Rationale: Beancount's reference implementation stores metadata in a Python dict and uses dict.update(), which silently overwrites with the last value. Rejecting duplicates would break existing files and serves no accounting purpose — metadata is free-form annotation, not a controlled field. Last-value-wins matches dict/JSON semantics and is the least surprising behavior.

Test: metadata-duplicate-key


3. Transactions with No Postings

Beancount status: Unspecified. No documentation addresses whether a transaction header with zero postings is valid.

PTA-standards definition: Transactions with no postings MUST be accepted. They are trivially balanced (the empty sum equals zero for all currencies).

Rationale: The grammar permits zero postings. An empty transaction may serve as a memo entry, a placeholder, or a carrier for metadata and tags. It satisfies the balance invariant vacuously. Both beancount and rustledger accept this input without error.

Test: invalid-transaction-no-postings (note: despite the test ID containing "invalid", the defined behavior is that this input is valid)


4. Empty Lines Within Transactions

Beancount status: Unspecified. No documentation addresses whether blank lines between postings terminate the transaction or are ignored.

PTA-standards definition: Blank lines within a transaction (between postings or metadata lines) SHOULD be accepted. Implementations MAY treat a blank line as a transaction terminator, but this is NOT RECOMMENDED.

Rationale: Both beancount and rustledger accept blank lines within transactions. Users commonly insert blank lines for readability when a transaction has many postings. Strict termination on blank lines would break existing files.

Test: empty-lines-in-transaction


5. Unicode Characters in Account Names

Beancount status: The v3 spec requires account name components to start with an ASCII uppercase letter ([A-Z]). This restriction originates from the C flex lexer used in beancount v1/v2, which had poor Unicode support.

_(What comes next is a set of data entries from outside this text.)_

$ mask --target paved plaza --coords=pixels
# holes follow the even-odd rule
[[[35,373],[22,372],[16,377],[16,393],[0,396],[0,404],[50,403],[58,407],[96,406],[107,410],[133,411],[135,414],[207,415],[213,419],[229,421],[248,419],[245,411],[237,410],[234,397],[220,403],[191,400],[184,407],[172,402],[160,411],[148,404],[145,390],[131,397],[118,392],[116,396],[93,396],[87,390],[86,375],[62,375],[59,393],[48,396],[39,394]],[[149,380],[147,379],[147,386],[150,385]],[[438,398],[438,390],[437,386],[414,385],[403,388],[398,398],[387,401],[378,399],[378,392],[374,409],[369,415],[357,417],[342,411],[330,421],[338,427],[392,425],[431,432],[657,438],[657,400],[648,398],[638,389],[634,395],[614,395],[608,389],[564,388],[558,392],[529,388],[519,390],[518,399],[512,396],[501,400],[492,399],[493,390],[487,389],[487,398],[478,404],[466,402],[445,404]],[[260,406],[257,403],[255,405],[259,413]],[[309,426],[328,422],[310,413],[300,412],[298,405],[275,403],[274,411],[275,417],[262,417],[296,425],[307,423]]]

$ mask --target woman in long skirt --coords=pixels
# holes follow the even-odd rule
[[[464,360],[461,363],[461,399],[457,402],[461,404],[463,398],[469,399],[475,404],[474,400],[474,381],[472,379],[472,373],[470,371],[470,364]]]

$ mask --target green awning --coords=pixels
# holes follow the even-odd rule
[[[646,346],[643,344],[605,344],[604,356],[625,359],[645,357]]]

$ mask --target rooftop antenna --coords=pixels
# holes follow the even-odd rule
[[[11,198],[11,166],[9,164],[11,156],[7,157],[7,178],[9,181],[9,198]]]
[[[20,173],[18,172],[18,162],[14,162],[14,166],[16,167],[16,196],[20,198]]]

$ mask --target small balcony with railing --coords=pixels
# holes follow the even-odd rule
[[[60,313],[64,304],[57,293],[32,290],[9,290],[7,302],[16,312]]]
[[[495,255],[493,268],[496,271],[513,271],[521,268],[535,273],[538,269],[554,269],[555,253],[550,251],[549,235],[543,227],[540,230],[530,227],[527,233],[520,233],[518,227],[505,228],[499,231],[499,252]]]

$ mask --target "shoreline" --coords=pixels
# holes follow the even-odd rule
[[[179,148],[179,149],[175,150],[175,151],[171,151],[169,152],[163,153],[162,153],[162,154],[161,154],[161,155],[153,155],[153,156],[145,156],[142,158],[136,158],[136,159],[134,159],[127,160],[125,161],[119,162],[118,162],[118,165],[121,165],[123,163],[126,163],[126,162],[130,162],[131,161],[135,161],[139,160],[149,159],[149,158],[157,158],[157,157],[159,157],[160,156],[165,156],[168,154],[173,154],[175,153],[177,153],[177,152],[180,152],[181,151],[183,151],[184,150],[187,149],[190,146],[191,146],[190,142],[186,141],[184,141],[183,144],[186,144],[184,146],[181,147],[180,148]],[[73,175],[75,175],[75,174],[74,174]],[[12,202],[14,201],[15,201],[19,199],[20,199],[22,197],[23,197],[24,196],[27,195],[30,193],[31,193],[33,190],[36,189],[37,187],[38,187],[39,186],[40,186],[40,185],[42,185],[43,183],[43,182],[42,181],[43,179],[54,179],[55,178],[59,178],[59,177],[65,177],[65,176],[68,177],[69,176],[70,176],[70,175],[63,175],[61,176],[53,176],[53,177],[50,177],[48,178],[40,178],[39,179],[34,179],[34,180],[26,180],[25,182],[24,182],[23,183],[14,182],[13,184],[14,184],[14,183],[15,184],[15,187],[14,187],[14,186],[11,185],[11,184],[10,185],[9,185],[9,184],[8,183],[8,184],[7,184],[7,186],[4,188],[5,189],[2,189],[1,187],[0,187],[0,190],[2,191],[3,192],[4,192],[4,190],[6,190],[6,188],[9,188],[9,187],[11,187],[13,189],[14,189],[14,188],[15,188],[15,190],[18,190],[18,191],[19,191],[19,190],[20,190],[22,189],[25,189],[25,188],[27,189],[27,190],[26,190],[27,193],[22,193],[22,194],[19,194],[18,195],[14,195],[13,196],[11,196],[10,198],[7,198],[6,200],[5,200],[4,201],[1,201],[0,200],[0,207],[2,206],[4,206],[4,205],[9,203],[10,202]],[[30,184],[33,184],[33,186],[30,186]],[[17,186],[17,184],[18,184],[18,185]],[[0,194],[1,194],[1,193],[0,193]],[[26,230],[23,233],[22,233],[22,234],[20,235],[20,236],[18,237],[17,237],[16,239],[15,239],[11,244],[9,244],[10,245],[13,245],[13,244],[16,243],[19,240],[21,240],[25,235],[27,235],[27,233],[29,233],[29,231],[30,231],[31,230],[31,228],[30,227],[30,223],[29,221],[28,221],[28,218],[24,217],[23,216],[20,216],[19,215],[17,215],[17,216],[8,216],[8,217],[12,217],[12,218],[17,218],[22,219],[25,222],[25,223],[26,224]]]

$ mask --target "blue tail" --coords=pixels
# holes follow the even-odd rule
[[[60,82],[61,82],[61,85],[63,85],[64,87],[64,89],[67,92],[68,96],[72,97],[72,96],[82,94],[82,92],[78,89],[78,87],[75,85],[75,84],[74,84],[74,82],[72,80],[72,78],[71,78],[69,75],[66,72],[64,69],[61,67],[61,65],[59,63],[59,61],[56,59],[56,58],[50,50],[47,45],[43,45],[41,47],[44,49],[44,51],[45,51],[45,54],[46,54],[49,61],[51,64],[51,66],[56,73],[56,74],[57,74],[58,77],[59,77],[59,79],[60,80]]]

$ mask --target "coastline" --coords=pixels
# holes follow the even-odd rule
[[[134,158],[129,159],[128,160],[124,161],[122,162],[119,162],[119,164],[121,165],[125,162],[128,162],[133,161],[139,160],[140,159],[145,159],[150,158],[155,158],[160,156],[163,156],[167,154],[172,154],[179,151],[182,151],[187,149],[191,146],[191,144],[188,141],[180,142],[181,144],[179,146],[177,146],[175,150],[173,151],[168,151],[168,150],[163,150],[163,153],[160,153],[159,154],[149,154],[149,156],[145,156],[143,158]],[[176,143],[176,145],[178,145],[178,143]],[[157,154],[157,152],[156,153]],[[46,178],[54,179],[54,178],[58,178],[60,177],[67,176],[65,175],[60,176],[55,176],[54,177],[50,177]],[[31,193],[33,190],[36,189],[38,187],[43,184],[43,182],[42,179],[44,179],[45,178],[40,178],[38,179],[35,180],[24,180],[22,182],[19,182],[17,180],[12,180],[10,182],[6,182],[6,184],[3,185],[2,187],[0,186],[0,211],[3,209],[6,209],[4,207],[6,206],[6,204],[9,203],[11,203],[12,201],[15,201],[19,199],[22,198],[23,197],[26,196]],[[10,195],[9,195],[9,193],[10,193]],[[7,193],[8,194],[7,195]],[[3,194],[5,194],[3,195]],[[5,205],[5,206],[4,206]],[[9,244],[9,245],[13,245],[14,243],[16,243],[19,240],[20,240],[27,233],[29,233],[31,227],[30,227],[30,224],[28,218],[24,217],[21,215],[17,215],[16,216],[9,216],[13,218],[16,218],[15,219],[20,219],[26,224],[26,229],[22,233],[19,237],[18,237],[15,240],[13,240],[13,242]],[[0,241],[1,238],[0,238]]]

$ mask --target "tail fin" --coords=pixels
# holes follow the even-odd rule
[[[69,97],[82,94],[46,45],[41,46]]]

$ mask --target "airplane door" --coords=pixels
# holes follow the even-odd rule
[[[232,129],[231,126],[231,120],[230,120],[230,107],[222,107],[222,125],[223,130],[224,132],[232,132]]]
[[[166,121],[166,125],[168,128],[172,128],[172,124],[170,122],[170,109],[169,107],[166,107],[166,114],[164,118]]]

The v3 spec codified this limitation rather than fixing it.

This has been an open issue in upstream beancount since 2015:

PTA-standards definition: Account name components MAY start with any Unicode uppercase letter (\p{Lu}), titlecase letter (\p{Lt}), or ideographic character (\p{Lo}). The ASCII-only restriction is removed.

Valid account starts include:

  • Latin uppercase: A-Z (unchanged)
  • Cyrillic uppercase: А-Я (e.g., Активы:Банк)
  • Greek uppercase: Α-Ω (e.g., Ενεργητικό:Τράπεζα)
  • CJK ideographs: 漢字 (e.g., 資産:銀行口座)
  • Other Unicode letters without case: \p{Lo}

Subsequent characters in account components follow the same rules as the base spec (ASCII alphanumeric, hyphens, and UTF-8 characters).

Rationale: There is no semantic reason to restrict account names to ASCII. The restriction excludes every non-Latin writing system, affecting users of Cyrillic, CJK, Arabic, Devanagari, and other scripts. Plain text accounting should be accessible to all languages. The name_assets, name_liabilities, etc. options already allow non-ASCII account type roots, making the component restriction inconsistent.

Test: unicode-account-name-edge


Changelog

  • 2026-04-18: Add section 5 — Unicode account names
  • 2026-04-12: Initial addendum with 4 behavior definitions